Clean up intermediate data for MapReduce jobs
Within the MapReduce framework in IBM® Spectrum Symphony, you can remove intermediate data that is remains when a job is aborted or terminated. Intermediate data relates to files generated by map tasks on the local disk that are used as input for the reduce task.
When you trigger a cleanup for aborted and terminated jobs, intermediate files are removed from
compute hosts, thus saving disk space. The intermediate data that is removed includes:
- Data related to map and reduce tasks stored at the location defined by the following properties
specific to your Hadoop version in $PMR_HOME/conf/pmr-site.xml:
- 0.21: mapreduce.cluster.local.dir
- 2.7.2: mapred.local.dir
- Data at the host level for each job stored under $PMR_HOME/work/userdata/application/job_ID/.
- Footprint file for each job that is created every time a job is submitted under $PMR_HOME/work/footprint/application/job_ID/.
Note: You cannot use IBM Spectrum Symphony Developer Edition to clean
up job data on hosts inside the production cluster.
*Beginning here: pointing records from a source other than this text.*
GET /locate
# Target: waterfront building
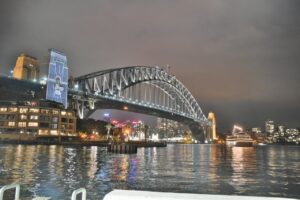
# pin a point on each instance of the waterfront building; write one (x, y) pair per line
(26, 68)
(40, 118)
(281, 130)
(270, 127)
(211, 117)
(256, 130)
(168, 128)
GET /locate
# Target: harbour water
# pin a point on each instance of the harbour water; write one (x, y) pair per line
(56, 171)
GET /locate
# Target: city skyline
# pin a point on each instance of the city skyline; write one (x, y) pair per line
(241, 66)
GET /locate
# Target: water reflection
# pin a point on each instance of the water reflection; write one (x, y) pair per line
(57, 170)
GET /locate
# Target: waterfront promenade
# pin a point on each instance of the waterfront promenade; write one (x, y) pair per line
(56, 171)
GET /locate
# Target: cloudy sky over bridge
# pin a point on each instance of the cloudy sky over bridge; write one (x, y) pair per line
(240, 58)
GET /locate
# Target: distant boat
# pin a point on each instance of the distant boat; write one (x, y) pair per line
(261, 144)
(239, 140)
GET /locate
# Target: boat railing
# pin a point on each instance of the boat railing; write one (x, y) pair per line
(75, 194)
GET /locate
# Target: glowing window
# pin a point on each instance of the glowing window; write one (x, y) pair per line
(34, 117)
(22, 124)
(70, 114)
(23, 110)
(34, 110)
(43, 132)
(53, 132)
(12, 109)
(3, 109)
(55, 112)
(11, 123)
(44, 111)
(33, 124)
(23, 116)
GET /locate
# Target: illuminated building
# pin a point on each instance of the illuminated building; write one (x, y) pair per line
(168, 128)
(26, 68)
(270, 127)
(281, 130)
(211, 117)
(42, 118)
(256, 130)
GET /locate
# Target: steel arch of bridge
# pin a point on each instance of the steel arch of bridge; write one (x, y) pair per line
(162, 91)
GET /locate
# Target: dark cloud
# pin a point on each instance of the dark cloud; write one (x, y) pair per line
(239, 58)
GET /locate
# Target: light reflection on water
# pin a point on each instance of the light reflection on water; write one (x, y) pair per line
(58, 170)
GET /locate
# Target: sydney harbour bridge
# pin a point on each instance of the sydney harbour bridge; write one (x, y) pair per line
(142, 89)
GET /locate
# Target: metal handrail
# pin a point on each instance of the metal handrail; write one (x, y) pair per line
(8, 187)
(77, 192)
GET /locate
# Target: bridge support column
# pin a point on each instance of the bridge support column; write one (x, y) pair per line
(80, 108)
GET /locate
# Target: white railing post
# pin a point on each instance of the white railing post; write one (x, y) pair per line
(8, 187)
(78, 191)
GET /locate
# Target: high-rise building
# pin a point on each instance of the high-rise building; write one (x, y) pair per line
(169, 128)
(270, 127)
(211, 117)
(26, 68)
(281, 130)
(256, 130)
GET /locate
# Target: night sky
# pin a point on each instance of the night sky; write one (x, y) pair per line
(239, 58)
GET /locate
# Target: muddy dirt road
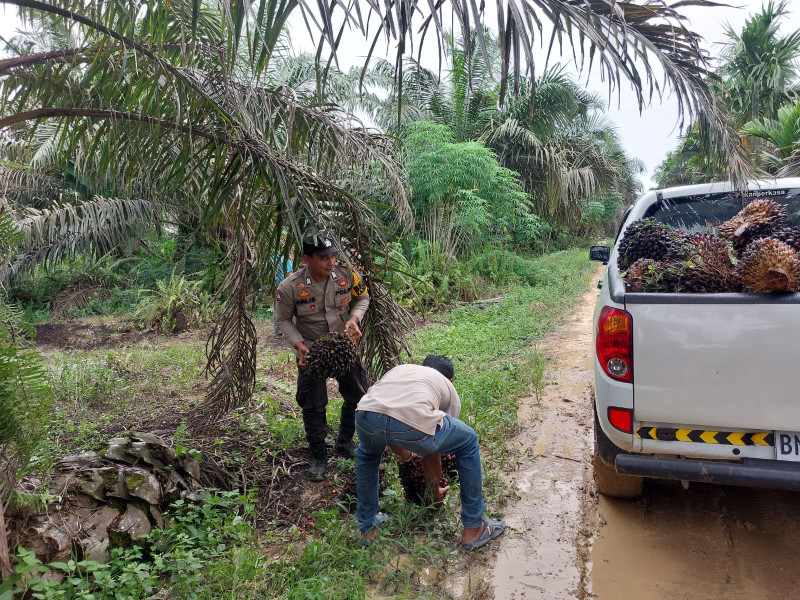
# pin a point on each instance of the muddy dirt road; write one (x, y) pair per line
(565, 541)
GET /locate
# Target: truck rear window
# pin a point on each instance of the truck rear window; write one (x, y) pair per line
(707, 211)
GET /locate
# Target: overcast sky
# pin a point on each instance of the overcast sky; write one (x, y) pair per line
(648, 136)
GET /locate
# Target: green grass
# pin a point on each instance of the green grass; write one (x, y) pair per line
(496, 363)
(493, 348)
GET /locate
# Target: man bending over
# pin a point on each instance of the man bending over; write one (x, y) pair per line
(414, 410)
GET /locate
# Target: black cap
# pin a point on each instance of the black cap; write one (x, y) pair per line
(318, 244)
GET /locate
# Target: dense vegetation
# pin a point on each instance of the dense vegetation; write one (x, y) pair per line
(159, 162)
(758, 82)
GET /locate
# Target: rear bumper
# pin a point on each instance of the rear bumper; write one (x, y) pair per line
(750, 472)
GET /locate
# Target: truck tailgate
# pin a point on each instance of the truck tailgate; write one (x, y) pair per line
(717, 365)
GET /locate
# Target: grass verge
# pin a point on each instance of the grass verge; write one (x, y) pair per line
(493, 347)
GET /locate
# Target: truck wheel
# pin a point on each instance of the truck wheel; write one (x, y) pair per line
(612, 484)
(609, 482)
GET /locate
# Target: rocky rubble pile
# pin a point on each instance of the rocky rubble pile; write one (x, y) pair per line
(105, 499)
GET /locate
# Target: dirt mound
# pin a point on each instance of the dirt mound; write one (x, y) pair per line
(80, 335)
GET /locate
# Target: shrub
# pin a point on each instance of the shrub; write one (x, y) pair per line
(438, 278)
(176, 305)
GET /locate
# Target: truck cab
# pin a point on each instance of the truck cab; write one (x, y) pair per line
(697, 387)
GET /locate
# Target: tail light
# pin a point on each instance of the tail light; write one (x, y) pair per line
(615, 344)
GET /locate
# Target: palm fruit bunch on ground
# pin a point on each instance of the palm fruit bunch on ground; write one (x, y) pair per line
(758, 219)
(412, 477)
(647, 238)
(332, 355)
(769, 265)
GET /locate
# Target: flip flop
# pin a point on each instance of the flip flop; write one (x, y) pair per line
(492, 528)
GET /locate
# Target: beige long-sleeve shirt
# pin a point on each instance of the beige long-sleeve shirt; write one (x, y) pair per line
(318, 308)
(416, 395)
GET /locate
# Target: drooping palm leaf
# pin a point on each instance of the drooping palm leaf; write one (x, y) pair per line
(160, 105)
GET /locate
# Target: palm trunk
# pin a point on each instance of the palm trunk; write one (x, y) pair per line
(5, 559)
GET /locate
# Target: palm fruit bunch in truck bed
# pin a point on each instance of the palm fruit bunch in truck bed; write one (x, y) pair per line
(754, 252)
(758, 219)
(790, 236)
(647, 238)
(769, 265)
(332, 355)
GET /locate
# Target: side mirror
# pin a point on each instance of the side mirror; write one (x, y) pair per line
(600, 253)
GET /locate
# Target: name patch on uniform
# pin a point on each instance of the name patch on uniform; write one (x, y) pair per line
(359, 287)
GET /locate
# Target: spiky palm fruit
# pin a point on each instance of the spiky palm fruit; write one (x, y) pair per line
(789, 236)
(638, 273)
(708, 266)
(646, 238)
(768, 266)
(758, 219)
(412, 477)
(332, 355)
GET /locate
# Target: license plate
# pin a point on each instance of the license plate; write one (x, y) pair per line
(787, 445)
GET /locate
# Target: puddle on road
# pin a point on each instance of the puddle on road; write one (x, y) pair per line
(705, 542)
(540, 554)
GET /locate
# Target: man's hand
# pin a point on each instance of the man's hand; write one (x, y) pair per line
(439, 492)
(352, 329)
(302, 351)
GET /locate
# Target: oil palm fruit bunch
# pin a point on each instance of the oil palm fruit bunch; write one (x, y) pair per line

The clean up process requires the service
controller library (libesc.so), which does not exist in the IBM Spectrum Symphony
Developer Edition environment.
To clean up intermediate data for aborted or terminated jobs, from the command line,
run:
mrsh cleanup
Attention: To reduce overhead for the SD daemon, the job status for all applications is
stored in an SD cache, with an expiry limit of 15 minutes. This caching means that if the job status
is changed within 15 minutes, you cannot clean up data because the job is still in an open state,
such as running or suspended.